A proposal by the nation’s new President Felipe Calderon would impose a 5% levy on soft drinks – and an additional 15% on cigarettes – to raise $1 billion next year. With Mexico’s oil production falling and its economy slowing, Calderon’s administration is scrambling to find additional sources of revenue. Calderon said last week that he would seek to impose the new taxes as part of his 2007 budget.

The proposal has raised the ire of Mexico’s $10-billion soft drink industry. The sector has taken out full-page ads in national newspapers blasting the proposal as a job killer and a potential blow to Mexican consumers, who trail only Americans in their consumption of carbonated drinks.
(12 Dec 2006)


Trading coal for oil may prove profitable

Dustin Bleizeffer, Jackson Hole Star-Tribune
What if you could make more money by throwing coal away than actually using it to heat and electrify our homes and businesses? How would you do it?

You might make a handsome profit by playing one commodity against another, particularly if you don’t have to go to a competitive bid to pay for one of the mineral resources.
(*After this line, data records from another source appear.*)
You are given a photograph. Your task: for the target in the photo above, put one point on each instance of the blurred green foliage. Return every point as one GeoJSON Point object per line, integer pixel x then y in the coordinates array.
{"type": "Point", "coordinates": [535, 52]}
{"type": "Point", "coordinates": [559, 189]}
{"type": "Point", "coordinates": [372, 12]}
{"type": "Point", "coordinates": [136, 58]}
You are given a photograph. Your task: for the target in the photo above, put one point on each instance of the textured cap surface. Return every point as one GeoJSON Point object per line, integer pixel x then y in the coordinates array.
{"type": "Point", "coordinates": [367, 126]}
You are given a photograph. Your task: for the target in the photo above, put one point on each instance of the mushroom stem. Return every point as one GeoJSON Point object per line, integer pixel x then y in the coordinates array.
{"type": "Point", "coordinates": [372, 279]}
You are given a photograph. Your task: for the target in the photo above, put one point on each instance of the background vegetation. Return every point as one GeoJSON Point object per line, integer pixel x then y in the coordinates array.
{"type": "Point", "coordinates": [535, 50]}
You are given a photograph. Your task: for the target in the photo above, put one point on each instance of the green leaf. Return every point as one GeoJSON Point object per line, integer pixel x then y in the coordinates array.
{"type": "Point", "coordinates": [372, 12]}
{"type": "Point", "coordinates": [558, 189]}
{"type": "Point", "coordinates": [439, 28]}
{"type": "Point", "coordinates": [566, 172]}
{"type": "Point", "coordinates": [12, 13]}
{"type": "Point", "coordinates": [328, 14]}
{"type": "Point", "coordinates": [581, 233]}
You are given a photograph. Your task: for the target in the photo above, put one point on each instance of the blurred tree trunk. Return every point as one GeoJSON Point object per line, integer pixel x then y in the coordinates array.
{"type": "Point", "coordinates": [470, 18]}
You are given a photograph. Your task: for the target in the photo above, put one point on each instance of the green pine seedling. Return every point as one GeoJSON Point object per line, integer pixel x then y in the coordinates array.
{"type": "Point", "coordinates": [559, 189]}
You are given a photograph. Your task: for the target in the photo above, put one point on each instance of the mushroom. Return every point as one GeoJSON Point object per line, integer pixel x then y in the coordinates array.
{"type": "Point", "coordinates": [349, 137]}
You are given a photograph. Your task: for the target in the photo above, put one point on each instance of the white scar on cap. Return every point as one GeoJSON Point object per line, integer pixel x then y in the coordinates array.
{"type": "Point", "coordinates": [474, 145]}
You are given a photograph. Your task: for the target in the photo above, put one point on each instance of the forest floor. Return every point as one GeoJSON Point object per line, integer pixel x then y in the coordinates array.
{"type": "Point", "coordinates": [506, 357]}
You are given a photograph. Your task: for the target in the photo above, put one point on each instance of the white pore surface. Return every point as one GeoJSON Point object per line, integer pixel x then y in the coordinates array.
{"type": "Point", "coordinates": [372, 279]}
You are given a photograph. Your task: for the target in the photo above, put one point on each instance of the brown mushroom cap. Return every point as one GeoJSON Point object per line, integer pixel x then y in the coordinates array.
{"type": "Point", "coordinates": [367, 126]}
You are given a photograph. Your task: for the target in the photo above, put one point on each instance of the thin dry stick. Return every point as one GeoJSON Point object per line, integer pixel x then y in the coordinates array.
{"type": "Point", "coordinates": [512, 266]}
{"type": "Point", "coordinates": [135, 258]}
Say oil goes back to $80 to $100 per barrel, and coal stays on its steady course of $12 to $15 per ton. Under this price scenario, you might be able to burn coal to generate the thousands of megawatts required to extract “oilshale” under a freeze-wall and heating regime, even if the energy value of the oil you extract doesn’t match the energy you put into the program.

Would it be possible, then, to have a total net loss of energy and still make a profit because you leveraged $90 oil against $12 coal?
(10 Dec 2006)
Good article. Going directly coal-to-liquids would surely be cheaper. And yet the project rolls on. If the link doesn’t work try over at EnergyResouces. -AF


Global energy hunger means boom for Norwegian outpost

DOUG MELLGREN, Houston Chronicle
HAMMERFEST, NORWAY – The polar night cloaking this wind-swept town in northernmost Norway is pierced by glaring floodlights from a nearby island.

Construction machines roar and hum as workers bundled against whipping winds scurry among enormous storage tanks, gleaming towers and rows of red housing barracks.

The massive natural gas plant outside Hammerfest, once an Arctic outpost known for fish, reindeer traffic jams and a dubious claim of being “The World’s Northernmost Town,” is now the base of oil-rich Norway’s latest energy drive.

It’s a pioneering venture to extract natural gas in the fragile Arctic waters of the Barents Sea, which the nation uneasily shares with powerful neighbor Russia, and may contain billions of barrels more of yet-to-be-discovered oil and gas.

“We are opening a new oil province,” said Sverre Kojedal of the state-controlled oil company Statoil, which is developing Norway’s first Barents natural gas field, Snoehvit, which lies about 90 miles off the coast and is expected to come online a year from now.